Anyone. Anywhere. Anytime. Such is the message of the terrorist attacks in Paris, London, Brussels, Istanbul, and now, apparently, Nice. A paradox in this contemporary problem is that, as security measures become increasingly sophisticated, the terrorist threat seems to evolve in the opposite direction: toward simplicity.
The world was shocked 15 years ago by the preparation that went into Al Qaeda’s attack on the World Trade Centre in New York. A large group of attackers were involved, many of whom had undergone flight training.
The carnage in France, like other more recent attacks, reminds us that intensive training is not necessary.

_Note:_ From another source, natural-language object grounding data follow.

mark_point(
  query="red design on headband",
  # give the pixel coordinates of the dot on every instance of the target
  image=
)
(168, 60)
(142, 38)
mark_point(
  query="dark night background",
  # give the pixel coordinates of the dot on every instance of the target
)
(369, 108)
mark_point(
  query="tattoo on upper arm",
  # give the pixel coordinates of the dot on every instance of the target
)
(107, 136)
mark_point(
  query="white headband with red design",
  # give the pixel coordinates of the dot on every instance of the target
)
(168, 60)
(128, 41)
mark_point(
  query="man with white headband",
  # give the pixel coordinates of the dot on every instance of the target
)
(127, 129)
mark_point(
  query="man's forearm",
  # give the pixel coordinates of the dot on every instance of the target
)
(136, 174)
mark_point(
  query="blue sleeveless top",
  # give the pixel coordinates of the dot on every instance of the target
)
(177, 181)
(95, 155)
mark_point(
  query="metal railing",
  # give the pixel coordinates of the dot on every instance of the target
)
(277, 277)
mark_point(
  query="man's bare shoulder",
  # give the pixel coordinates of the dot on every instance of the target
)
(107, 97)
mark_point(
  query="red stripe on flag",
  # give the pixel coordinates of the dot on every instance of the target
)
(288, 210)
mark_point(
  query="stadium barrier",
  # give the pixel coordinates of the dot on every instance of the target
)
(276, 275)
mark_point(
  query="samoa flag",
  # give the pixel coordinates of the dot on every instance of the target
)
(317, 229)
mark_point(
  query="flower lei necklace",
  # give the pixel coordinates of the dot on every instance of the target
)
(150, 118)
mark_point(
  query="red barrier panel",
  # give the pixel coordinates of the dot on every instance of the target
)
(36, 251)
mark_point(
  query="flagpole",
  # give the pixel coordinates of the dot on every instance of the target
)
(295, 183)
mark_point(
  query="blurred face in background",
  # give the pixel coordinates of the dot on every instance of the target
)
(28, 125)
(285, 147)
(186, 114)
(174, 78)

At least 84 people are dead as the result of a high-probability and high-impact attack with a rudimentary modus operandi at its core. It only took one man and a truck to cause untold damage.
Only a few hours before the terrible events unfolded in Nice, I was analysing video footage of similar incidents in Israel as part of research into how to stop lone-extremist attacks. Many of these simply show cars suddenly changing direction to hit groups of pedestrians.
I came to the conclusion that physical security measures would be of limited use against attacks of this kind. A possible option is to introduce bollards near crowded places, like at bus stops. However, the cost of doing this on a large scale would be a problem in the age of anytime, anywhere terrorism.
The fact is, our surroundings are full of potential hazards. Some are natural, others are engineered. We want and expect to be protected from terrorism, but we don’t imagine the threat to come out of the ordinary. This is in part what is so chilling about the Nice attack – most of us will see at least one white truck in any given week. Those of us living in cities will see them every day. People can turn everyday objects and amenities into weapons right in front of us.
The attack in Nice is not comparable to those in Israel though. It did not actually happen against anyone, anywhere, anytime. It happened at a public fireworks display on an important day in a country living under a state of emergency.
National and local authorities were aware of the terrorist risk at this event. Even without specific intelligence, everyone knew that this large, public, outdoor gathering would meet most (if not all) the criteria for an attractive terrorist target. And France was officially in a state of emergency following the Paris attacks in November.
A target is attractive if it is exposed, vital, iconic, legitimate, destructible, occupied, nearby and easy to attack. The wide-open public thoroughfare in Nice, on Bastille Day, after a fireworks display, at a time of great tension, fits the bill well.
The last item on the list – “easy” – is the one security agencies can influence to put off an attacker. On this occasion, it seems it was just too easy for the perpetrator to successfully carry out the attack.
We will soon know why the truck was not stopped before accessing this crowded section of the Promenade des Anglais, and lessons will hopefully be learnt about what went wrong that night. However, if human error is involved, there is a risk that the media and politicians focus on who to blame rather than on what to do differently to save citizens’ lives in the future.
Research has highlighted that anti-terror security measures tend to be limited in most public spaces other than airports. Much could be done to improve situation awareness among the general public and to provide them with information they need in emergencies. There is an official anti-terrorism app called “alerte attentat” but this sent its first message to the public a full three hours after the Nice attack had ended. This is particularly depressing to hear given that we know the truck travelled for more than a mile before it was stopped.
With an effective local communication system, people located on the east end of the Promenade des Anglais could have started to run as soon as the threat was detected. Messages could have been displayed to indicate where to go in the old part of the city, minimising the risk of stampede and reducing panic. Instead of this, witness testimonies indicate that many people only understood what was happening as they saw the lorry coming toward them and false rumours started spreading on the ground.
Urban environments should be adapted to provide a flexible security infrastructure to protect people attending public events – in the same way that transport, communication or waste management services have dedicated infrastructures. That could include functioning apps but also urban electronic displays, crowd monitoring sensors, data analytics and simulation models, smart barriers, and so on.
In a tourist destination such as Nice, the challenge lies in achieving this seamlessly, without affecting the perception of tourists and residents on normal days. Embedding security into the fabric of our buildings and cities is part of the solution. Nice must remain Nissa la Bella – Nice the beautiful.